More preferably, the amount of the Cr (VI) compound in the oxidizing solution is determined, and the amount of the anion exchange material used in the first washing step is controlled based on the amount of Cr (VI) compound determined in the oxidizing solution. Even more preferably, the amount of anion exchange material is controlled to substantially passivate only the Cr (VI) compound and maintain at least a portion or substantially all of the permanganate oxidizing agent in the oxidation solution. Using slightly less anion exchange material than is required to bind all the Cr (VI) compounds contained in the oxidation solution ensures that the permanganate oxidant is not removed from the oxidizing solution. Since the anion exchange material has a higher affinity for the Cr (VI) compound, the permanganate initially capturing the anion exchange material is displaced by the Cr (VI) compound as it passes through the anion exchange material. Thus, the Cr (VI) compound is selectively removed from the oxidizing solution while the concentration of the permanganate oxidizing agent in the oxidizing solution remains high enough to further oxidize the metal oxide layer. Most preferably, the amount of the anion exchange material is adjusted to passivate about 80 to 95%, preferably 85 to 100% by weight of the Cr (VI) compound contained in the oxidizing solution.

It is desirable to passivate the Cr (VI) compound on the anion exchange material prior to initiating the decomposition step to remove the permanganate oxidizing agent from the oxidizing solution.

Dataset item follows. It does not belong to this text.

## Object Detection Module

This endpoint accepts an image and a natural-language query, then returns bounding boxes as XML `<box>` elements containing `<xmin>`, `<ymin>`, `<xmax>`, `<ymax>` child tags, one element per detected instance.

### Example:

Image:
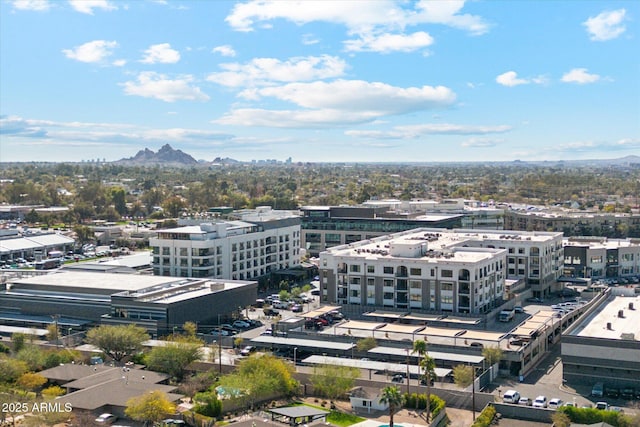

According to another preferred embodiment, the first cleaning step is started when the oxidation step is finished and the permanganate oxidizing agent is substantially completely removed from the oxidizing solution. In this embodiment, the oxidizing solution containing the Cr (VI) compound passes through the anion exchange material after the permanganate oxidizing agent is completely removed.

Preferably, the permanganate oxidant is completely removed by reacting the permanganate with a stoichiometric or substoichiometric amount of a reducing agent without changing the oxidation state of the Cr (VI) compound. The reducing agent may be an inorganic reducing agent or an organic reducing agent.

More preferably, the reducing agent is a compound that does not release any metal cation upon reaction with the permanganate oxidizing agent. Even more preferably, the reducing agent is selected from the group consisting of hydrogen, hydrogen peroxide, hydrazine, non-chelating monocarboxylic acids, non-chelating dicarboxylic acids and derivatives thereof.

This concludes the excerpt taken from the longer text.